Miriam te ha botado, pero no quiero que me cuentes de tu vida cuasi conyugal. Te preparo comida: Risotto de champiñones. Sé que te gusta. Te sirvo un vaso de vino blanco. Hablamos de cosas sin sentido. Te abrazo. No me animo a besarte, aunque muero por hacerlo. Comes con ganas. Bebes con más ganas todavía. Te acuestas, como que quieres hacer el amor, pero estás un poco ebria. Te pido que me hables de La Habana. Balbuceas. Te quedas dormida enseguida. Me quedo mirándote. Me quedo tocando tu cabello. Me quedo dormido a tu lado. 

La Habana y Buenos Aires son ciudades míticas, me dices. No hay muchas ciudades así. Me has pedido que te lleve a Buenos Aires, quieres encontrar “El Aleph”, pregonas convencida. Te he invitado dos veces, Yandelis. Las dos veces me has dicho que no tienes dinero. “Son dos ciudades que se parecen”, sueles decir. “Son ciudades con las que siempre he soñado, son ciudades de gente que resiste, que batalla…”. “Que sufre”, te interrumpo. Y te quedas en silencio.

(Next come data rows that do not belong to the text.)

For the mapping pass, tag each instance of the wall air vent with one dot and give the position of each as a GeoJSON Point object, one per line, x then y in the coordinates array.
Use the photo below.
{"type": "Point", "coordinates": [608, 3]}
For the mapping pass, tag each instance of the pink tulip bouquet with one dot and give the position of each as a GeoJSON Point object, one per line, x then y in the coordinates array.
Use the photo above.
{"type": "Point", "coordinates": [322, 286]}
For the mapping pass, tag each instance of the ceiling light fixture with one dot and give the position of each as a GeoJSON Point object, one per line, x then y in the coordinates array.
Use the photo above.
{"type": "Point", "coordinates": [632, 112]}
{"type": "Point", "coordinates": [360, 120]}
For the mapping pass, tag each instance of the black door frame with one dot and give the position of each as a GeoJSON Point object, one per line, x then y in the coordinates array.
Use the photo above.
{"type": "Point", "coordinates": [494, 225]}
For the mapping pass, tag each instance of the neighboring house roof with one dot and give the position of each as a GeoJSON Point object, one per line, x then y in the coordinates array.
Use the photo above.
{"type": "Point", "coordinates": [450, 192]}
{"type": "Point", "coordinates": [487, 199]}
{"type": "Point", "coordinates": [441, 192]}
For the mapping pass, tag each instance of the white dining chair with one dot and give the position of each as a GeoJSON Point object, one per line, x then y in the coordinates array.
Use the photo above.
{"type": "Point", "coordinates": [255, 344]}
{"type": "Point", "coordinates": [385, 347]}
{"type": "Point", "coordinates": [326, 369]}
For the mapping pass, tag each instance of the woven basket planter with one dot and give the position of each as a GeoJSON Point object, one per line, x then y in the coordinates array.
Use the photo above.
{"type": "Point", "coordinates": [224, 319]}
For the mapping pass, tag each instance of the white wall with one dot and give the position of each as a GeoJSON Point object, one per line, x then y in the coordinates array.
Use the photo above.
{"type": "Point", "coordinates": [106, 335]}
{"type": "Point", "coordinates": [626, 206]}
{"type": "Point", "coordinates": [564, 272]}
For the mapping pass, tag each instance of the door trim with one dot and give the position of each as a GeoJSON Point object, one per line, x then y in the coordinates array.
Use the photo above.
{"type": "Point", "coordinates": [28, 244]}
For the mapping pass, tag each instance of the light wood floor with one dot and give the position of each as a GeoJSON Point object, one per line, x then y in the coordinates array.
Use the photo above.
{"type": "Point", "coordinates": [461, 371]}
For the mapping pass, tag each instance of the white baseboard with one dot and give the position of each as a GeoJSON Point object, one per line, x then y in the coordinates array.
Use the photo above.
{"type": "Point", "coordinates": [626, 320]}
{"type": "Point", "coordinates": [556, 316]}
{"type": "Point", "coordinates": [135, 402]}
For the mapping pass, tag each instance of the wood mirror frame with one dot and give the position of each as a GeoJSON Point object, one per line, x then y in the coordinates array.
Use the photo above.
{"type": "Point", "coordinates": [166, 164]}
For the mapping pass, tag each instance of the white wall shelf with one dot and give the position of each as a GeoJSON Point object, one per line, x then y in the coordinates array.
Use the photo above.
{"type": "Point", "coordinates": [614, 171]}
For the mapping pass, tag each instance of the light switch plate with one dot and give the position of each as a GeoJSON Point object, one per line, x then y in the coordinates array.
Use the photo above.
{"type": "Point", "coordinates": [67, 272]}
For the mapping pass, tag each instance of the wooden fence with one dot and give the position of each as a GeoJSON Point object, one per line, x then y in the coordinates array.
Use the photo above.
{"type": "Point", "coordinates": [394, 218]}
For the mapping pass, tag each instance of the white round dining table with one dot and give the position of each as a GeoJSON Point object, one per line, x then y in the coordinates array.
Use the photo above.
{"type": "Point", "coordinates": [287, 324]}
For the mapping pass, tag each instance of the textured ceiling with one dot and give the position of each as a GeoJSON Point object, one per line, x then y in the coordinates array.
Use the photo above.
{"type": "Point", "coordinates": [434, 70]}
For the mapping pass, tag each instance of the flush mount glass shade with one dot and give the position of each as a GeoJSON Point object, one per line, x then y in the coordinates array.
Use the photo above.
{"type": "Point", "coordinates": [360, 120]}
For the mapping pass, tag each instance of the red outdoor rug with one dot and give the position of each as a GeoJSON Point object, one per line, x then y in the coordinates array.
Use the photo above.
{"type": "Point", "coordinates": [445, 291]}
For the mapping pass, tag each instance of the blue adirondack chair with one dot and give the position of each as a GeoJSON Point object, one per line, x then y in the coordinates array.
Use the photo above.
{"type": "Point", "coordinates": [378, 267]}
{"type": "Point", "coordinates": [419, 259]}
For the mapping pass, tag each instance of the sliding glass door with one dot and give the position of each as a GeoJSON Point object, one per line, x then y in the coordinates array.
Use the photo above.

Cuéntame de la magia de La Habana, te digo para rescatarte del mutismo. Y tu rostro se ilumina. Hablar de tu ciudad te devuelve años. El brillo de la piel se te multiplica. Tu voz se aviva. Tus manos se vuelven pájaros. Tus ojos desparraman chispas. Y bailas. Bailas al compás de unos tambores que renacen a lo lejos, que te llegan aletargados pero concisos y te envuelven. Te mueves con las notas de las guitarras que acompañan los ritmos del Malecón. Tu cuerpo es miel. Tus caderas se bambolean entre el Ying y el Yang. Te transformas ante mí como nunca lo has hecho antes. Y por primera vez te entiendo. Ahora eres tan nítida, tan diáfana. En un efecto intestino me doy cuenta de todo. Una profunda ignorancia se apiada de mí y te muestra arropada en un sudor dulce, sabor a ron y melaza. Te vas desnudando a medida que bailas y me desnudas también. Me haces bailar, aunque yo no baile. Ahora cae esa moneda que hace funcionar todo y por fin encuentro armonía. Siempre estuviste frente a mí y no lo podía ver. Tú eres La Habana, tú eres el mito, la rebeldía, el jazz que suena en una terraza cualquiera. Y yo, un melancólico taciturno, hoy, en una mañana cualquiera, te envuelvo entre mis brazos y te alzo como si fueras una estatua griega expuesta en un parque. Me adueño de ti, al menos por un rato. Y comulgo en silencio, en besos, en fluidos, contigo.

Al llegar del trabajo te encuentro otra vez esperándome con la valija preparada. Y me imagino todo. Noto que has llorado otra vez. Has hablado con Miriam. Vuelves con ella. Me agradeces, aunque sabes que no es necesario. Te acompaño hasta tu auto y te doy un abrazo largo y cálido. Antes de subirte me preguntas si voy a esperarte para ir a Buenos Aires. “Lo que yo quiero realmente es esperarte”, te contesto mientras sonrío.

Te quedas mirándome, dubitativa. 

—¿Has leído el poema? —me preguntas.

—¿Qué poema? —contesto ingenuo.

Sonríes y me guiñas un ojo.

Veo cómo tu auto se dispara por la calle. Vuelvo al departamento otra vez vacío. Entro en la computadora, a esa página de viajes en la que había estado esa misma mañana. Cancelo los dos pasajes a Buenos Aires que había comprado unas horas antes.